New review of de novo gene birth

PLoS Genetics has a nice, new review of what is known about the evolution of de novo genes, which seems to be a topical of perennial interest here.

De novo gene birth

De novo gene birth is the process by which new genes evolve from DNA sequences that were ancestrally non-genic. De novo genes represent a subset of novel genes, and may be protein-coding or instead act as RNA genes [1]. The processes that govern de novo gene birth ( Fig 1A ) are not well understood, though several models exist that describe possible mechanisms by which de novo gene birth may occur. Although de novo gene birth may have occurred at any point in an organism’s evolutionary history, ancient de novo gene birth events are difficult to detect. Most studies of de novo genes to date have thus focused on young genes, typically taxonomically-restricted genes (TRGs) that are present in a single species or lineage, including so-called orphan genes, defined as genes that lack any identifiable homolog. It is important to note, however, that not all orphan genes arise de novo , and instead may emerge through fairly well-characterized mechanisms such as gene duplication (including retroposition) or horizontal gene transfer followed by sequence divergence, or by gene fission/fusion [2, 3] ( Fig 2 ) Though de novo gene birth was once viewed as a highly unlikely occurrence [4], there are now several unequivocal examples of the phenomenon that have been described. It furthermore has been advanced that de novo gene birth plays a major role in the generation of evolutionary innovation [5, 6].


Poe’s Law activate:

Thanks for sharing but I already don’t trust it when it says:

Competing interests: The authors have declared that no competing interests exist.

I can easily see the authors are evolutionists and thus everything in their paper must be subject to a reinterpretation through a Biblical worldview. Perhaps some here can help reinterpret this paper for us.


@pevaquark and @davecarlson

I guess I’ve been sleeping for a few decades. I had no idea that “de novo gene birth” was viewed as a highly unlikely occurrence! I can understand why it might not be a driver of evolution, but it never occurred to me that we would need a drawing to show that it is conceivable!

This is the footnote for FN 4, but it’s from 1977 and is more a philosophical article about science than a scientific one about cell genetics. Not a bad article… just not much meat.

Evolution and tinkering
By F Jacob
Science 10 Jun 1977:
Vol. 196, Issue 4295, pp. 1161-1166
DOI: 10.1126/science.860134


These two links are the footnotes 5 and 6:

More than just orphans: are taxonomically-restricted genes important in evolution?
by Konstantin Khalturin, Georg Hemmrich, et al.

ABSTRACT: Comparative genome analyses indicate that every taxonomic group so far studied contains 10–20% of genes that lack recognizable homologs in other species. Do such ‘orphan’ or ‘taxonomically-restricted’ genes comprise spurious, non-functional ORFs, or does their presence reflect important evolutionary processes? Recent studies in basal metazoans such as Nematostella, Acropora and Hydra have shed light on the function of these genes, and now indicate that they are involved in important species-specific adaptive processes. Here we focus on evidence from Hydra suggesting that taxonomically-restricted genes play a role in the creation of phylum-specific novelties such as cnidocytes, in the generation of morphological diversity, and in the innate defence system. We propose that taxon-specific genes drive morphological specification, enabling organisms to adapt to changing conditions.

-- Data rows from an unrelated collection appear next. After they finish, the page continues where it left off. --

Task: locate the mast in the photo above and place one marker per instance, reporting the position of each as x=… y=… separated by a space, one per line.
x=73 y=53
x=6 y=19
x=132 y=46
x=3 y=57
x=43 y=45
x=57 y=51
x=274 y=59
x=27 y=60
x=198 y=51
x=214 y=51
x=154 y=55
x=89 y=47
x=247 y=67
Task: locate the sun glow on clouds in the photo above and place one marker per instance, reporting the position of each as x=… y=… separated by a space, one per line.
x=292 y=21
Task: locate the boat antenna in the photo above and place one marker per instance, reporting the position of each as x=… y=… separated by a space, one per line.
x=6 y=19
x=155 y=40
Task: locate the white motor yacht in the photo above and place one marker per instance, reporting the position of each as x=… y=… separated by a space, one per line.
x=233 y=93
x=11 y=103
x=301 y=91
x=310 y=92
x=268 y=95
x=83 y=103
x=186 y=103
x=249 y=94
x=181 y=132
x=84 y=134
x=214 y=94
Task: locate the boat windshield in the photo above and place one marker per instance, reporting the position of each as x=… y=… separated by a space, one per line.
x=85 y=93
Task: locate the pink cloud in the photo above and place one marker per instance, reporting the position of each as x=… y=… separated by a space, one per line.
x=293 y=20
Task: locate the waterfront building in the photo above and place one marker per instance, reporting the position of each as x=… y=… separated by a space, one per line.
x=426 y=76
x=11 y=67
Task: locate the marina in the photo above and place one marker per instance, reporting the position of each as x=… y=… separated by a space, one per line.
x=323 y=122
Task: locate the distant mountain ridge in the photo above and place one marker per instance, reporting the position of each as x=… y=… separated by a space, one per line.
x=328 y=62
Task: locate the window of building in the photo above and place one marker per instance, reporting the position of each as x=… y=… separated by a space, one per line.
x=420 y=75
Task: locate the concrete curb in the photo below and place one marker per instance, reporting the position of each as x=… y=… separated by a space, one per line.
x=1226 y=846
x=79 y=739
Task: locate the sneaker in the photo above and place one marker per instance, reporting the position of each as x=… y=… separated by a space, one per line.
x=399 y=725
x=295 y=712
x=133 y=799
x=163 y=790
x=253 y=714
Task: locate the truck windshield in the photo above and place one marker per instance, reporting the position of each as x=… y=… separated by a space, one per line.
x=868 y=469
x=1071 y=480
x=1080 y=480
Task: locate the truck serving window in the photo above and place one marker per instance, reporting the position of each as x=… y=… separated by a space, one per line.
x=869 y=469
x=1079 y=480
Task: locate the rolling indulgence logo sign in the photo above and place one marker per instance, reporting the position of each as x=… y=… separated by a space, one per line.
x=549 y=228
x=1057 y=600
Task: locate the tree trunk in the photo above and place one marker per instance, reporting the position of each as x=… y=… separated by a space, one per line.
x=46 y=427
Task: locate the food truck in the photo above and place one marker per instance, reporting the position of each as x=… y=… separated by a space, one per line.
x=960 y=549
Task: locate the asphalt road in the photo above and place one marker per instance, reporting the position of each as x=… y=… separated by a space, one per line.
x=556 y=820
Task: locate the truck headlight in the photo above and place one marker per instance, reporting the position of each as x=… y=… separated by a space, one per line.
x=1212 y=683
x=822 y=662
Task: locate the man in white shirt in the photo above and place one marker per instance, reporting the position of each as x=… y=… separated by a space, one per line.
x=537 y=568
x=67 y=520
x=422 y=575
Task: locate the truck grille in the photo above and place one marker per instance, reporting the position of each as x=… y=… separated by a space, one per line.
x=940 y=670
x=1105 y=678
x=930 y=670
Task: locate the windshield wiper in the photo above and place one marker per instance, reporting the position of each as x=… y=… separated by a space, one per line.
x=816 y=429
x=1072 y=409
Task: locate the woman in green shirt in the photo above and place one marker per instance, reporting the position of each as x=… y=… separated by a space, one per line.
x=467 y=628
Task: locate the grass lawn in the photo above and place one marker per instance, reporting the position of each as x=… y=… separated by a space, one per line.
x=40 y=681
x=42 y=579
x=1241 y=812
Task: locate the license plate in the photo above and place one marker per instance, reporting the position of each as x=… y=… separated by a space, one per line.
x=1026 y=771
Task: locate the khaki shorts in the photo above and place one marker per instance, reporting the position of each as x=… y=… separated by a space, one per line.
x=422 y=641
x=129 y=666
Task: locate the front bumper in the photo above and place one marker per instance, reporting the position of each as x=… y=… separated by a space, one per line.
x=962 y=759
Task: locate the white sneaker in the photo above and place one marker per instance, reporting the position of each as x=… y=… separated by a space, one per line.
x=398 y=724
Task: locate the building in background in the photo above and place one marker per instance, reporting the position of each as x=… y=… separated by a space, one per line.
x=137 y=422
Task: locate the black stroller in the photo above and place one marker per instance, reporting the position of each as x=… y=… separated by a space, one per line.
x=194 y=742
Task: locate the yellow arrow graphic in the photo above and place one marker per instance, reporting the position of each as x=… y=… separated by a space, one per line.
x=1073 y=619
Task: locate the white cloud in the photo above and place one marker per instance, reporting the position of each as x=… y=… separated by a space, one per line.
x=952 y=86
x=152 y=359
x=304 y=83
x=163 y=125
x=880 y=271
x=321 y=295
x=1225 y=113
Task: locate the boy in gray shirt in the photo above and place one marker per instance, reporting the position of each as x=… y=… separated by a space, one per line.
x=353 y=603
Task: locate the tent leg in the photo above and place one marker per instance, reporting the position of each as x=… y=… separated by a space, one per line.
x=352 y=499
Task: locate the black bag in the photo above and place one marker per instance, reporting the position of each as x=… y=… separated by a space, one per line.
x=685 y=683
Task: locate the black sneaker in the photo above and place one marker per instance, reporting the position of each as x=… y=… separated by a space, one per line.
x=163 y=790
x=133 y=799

The evolutionary origin of orphan genes

Nature Reviews Genetics volume12 , pages692–702 (2011) | Download Citation


Gene evolution has long been thought to be primarily driven by duplication and rearrangement mechanisms. However, every evolutionary lineage harbours orphan genes that lack homologues in other lineages and whose evolutionary origin is only poorly understood. Orphan genes might arise from duplication and rearrangement processes followed by fast divergence; however, de novo evolution out of non-coding genomic regions is emerging as an important additional mechanism. This process appears to provide raw material continuously for the evolution of new gene functions, which can become relevant for lineage-specific adaptations.


That would seem to be a self-canceling activation, as no actual creationist would make such an announcement. Thus we can indeed tell that it was a parody.